Un salvaje de la civilización

Lo que les voy a contar debió suceder antes de 2010, porque el estadio del Deportivo Cali aún no estaba listo, y ese día el Coloso había jugado en el Pascual.

Serían más o menos las nueve o diez de la noche, yo iba en MIO para mi casa, en una ruta troncal que por la hora iba llegando cada vez más vacía a las estaciones. En una de las paradas cercanas al estadio se subió un grupo de seis hinchas caleños (por su ropa supongo que eran hinchas y, además, hinchas que calificamos de malandros; y por sus cánticos, que venían del estadio). No solo estaban eufóricos porque el Cali había ganado, sino que se notaba que, aunque fuera un tris, venían drogados o tomados. Yo estaba sentada, sola, en la última banca del bus, bien lejos de cualquier otro ser humano, y cuando este grupito se subió, por mucho susto que me dio, no me cambié de puesto porque no soy de las que discrimina sin antes otorgar el beneficio de la duda. Los pelados se reían, cantaban, hablaban duro, y yo ahí, paniqueada, en la mitad de todos, mirando por la ventana.

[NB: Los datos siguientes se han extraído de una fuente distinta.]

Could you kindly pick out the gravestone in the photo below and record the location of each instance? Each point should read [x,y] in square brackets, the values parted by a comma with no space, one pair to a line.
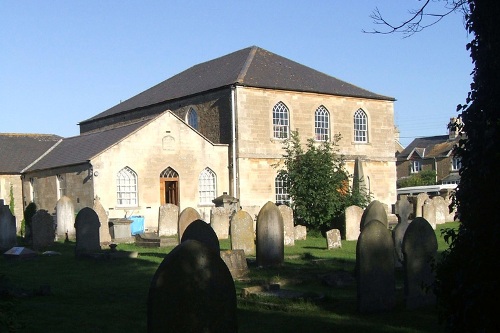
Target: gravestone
[270,234]
[403,210]
[353,216]
[189,295]
[429,212]
[8,238]
[441,209]
[333,239]
[419,249]
[374,211]
[87,232]
[376,282]
[65,218]
[219,221]
[168,220]
[43,231]
[187,216]
[289,234]
[300,232]
[200,231]
[104,234]
[242,233]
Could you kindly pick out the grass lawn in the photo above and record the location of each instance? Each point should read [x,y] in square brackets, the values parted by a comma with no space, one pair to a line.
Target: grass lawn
[64,294]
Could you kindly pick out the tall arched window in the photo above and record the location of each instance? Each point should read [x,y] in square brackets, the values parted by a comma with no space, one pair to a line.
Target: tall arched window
[281,122]
[207,186]
[360,126]
[281,190]
[126,187]
[192,118]
[321,124]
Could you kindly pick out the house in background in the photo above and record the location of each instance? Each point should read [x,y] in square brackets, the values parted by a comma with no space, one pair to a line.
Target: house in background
[17,152]
[432,153]
[216,127]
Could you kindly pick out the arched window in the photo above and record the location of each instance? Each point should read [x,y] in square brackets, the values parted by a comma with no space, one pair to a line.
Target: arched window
[207,186]
[192,118]
[360,126]
[281,122]
[281,190]
[126,188]
[321,124]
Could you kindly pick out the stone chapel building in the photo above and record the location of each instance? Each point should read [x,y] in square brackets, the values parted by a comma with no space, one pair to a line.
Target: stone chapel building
[216,127]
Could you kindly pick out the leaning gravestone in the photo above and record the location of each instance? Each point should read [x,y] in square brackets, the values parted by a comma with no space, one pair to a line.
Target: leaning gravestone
[87,232]
[8,237]
[168,220]
[419,249]
[353,216]
[333,239]
[289,232]
[242,233]
[42,228]
[219,221]
[270,234]
[199,230]
[189,295]
[403,210]
[104,234]
[376,282]
[187,216]
[374,211]
[65,217]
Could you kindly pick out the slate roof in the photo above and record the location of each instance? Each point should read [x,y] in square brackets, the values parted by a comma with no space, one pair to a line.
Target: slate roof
[253,67]
[429,147]
[17,151]
[80,149]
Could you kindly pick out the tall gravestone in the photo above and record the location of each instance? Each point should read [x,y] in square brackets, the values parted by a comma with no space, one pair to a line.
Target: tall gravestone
[403,210]
[353,216]
[8,238]
[187,216]
[104,234]
[190,295]
[87,231]
[219,221]
[242,233]
[374,211]
[419,249]
[288,229]
[43,231]
[270,234]
[168,220]
[376,282]
[65,217]
[199,230]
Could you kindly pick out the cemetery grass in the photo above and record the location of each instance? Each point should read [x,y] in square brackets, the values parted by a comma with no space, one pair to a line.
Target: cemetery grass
[63,294]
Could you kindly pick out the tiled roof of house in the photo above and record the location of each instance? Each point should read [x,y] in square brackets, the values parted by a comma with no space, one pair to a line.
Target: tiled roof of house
[254,67]
[429,147]
[80,149]
[17,151]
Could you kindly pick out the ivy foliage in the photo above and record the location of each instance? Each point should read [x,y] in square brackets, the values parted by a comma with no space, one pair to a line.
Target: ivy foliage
[318,182]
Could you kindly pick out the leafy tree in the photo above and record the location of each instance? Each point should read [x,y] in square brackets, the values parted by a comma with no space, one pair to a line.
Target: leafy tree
[318,182]
[467,284]
[424,177]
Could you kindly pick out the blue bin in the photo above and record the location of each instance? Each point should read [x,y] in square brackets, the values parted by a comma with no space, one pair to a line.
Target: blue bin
[137,226]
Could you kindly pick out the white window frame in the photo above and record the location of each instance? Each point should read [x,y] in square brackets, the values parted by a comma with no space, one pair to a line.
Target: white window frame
[415,166]
[281,121]
[321,124]
[126,188]
[207,186]
[360,121]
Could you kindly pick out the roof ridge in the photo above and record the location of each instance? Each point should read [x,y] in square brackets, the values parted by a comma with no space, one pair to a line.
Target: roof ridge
[241,75]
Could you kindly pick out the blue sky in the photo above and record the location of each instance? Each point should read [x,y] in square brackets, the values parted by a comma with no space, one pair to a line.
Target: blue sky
[62,62]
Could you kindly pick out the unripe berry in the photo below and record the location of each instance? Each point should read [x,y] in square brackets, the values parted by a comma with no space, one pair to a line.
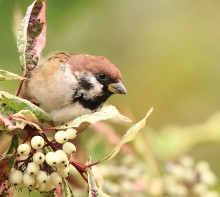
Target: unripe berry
[52,159]
[56,179]
[61,137]
[15,177]
[69,148]
[33,168]
[63,165]
[62,156]
[41,177]
[64,172]
[28,180]
[37,142]
[71,133]
[49,185]
[38,157]
[24,149]
[42,187]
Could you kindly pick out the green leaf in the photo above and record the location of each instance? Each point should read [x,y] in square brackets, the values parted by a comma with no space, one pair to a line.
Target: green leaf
[32,36]
[13,104]
[67,190]
[94,191]
[129,136]
[7,161]
[106,113]
[5,75]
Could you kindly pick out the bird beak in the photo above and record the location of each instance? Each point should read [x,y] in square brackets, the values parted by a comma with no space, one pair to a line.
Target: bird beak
[117,88]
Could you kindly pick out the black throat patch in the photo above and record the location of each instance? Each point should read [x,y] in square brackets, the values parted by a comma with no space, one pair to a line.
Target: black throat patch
[93,103]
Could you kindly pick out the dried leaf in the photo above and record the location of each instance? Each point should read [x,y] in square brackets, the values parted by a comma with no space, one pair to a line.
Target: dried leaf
[11,104]
[106,113]
[129,136]
[5,75]
[67,190]
[94,191]
[26,117]
[32,36]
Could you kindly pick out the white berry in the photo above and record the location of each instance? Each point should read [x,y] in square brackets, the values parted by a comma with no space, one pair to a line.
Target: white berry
[28,180]
[71,133]
[61,137]
[38,157]
[42,187]
[69,148]
[49,185]
[15,177]
[55,179]
[24,149]
[64,172]
[62,156]
[33,168]
[37,142]
[52,159]
[41,177]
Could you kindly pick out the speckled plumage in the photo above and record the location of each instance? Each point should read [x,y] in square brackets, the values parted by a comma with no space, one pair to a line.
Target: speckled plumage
[67,85]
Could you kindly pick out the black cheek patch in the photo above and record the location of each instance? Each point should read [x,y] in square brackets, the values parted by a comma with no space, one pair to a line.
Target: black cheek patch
[85,84]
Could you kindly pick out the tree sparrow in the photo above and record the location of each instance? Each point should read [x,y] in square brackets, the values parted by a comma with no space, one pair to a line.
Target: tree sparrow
[67,86]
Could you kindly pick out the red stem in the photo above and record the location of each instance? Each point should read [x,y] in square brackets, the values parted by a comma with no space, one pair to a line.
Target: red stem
[19,88]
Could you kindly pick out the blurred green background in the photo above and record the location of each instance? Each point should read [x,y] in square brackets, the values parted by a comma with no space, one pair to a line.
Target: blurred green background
[168,52]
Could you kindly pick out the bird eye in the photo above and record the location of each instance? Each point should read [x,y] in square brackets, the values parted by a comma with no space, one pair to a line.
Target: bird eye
[102,76]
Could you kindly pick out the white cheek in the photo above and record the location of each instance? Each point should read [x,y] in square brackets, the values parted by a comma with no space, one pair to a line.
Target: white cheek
[95,91]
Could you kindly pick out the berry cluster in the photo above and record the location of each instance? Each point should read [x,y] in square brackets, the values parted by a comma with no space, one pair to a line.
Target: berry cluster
[43,164]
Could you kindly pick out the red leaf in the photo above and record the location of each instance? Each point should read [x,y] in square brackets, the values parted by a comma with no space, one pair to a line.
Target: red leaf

No tengo ni idea cuándo el fútbol local se transformó en el mismísimo Coco; no tengo memoria de cuándo 90 minutos en el Pascual Guerrero se convirtieron en un problema de orden público, de terror entre los habitantes y de oportunidades para los delincuentes. La misma fiesta que une a todo un país en el exterior origina en las ciudades uno de los peores caos.

En Cali, por ejemplo, se militarizan las cuadras aledañas al estadio e incluso algunas estaciones del transporte público masivo (aunque casi siempre con bachilleres enclenques); los vehículos particulares colapsan las vías alternas al sector por evadir las posibles peloteras que se generen después del partido –o durante–; y las instituciones educativas nocturnas 'liberan' a sus estudiantes mucho antes de que terminen las clases porque no pueden responsabilizarse por ningún caso hipotético hecho realidad.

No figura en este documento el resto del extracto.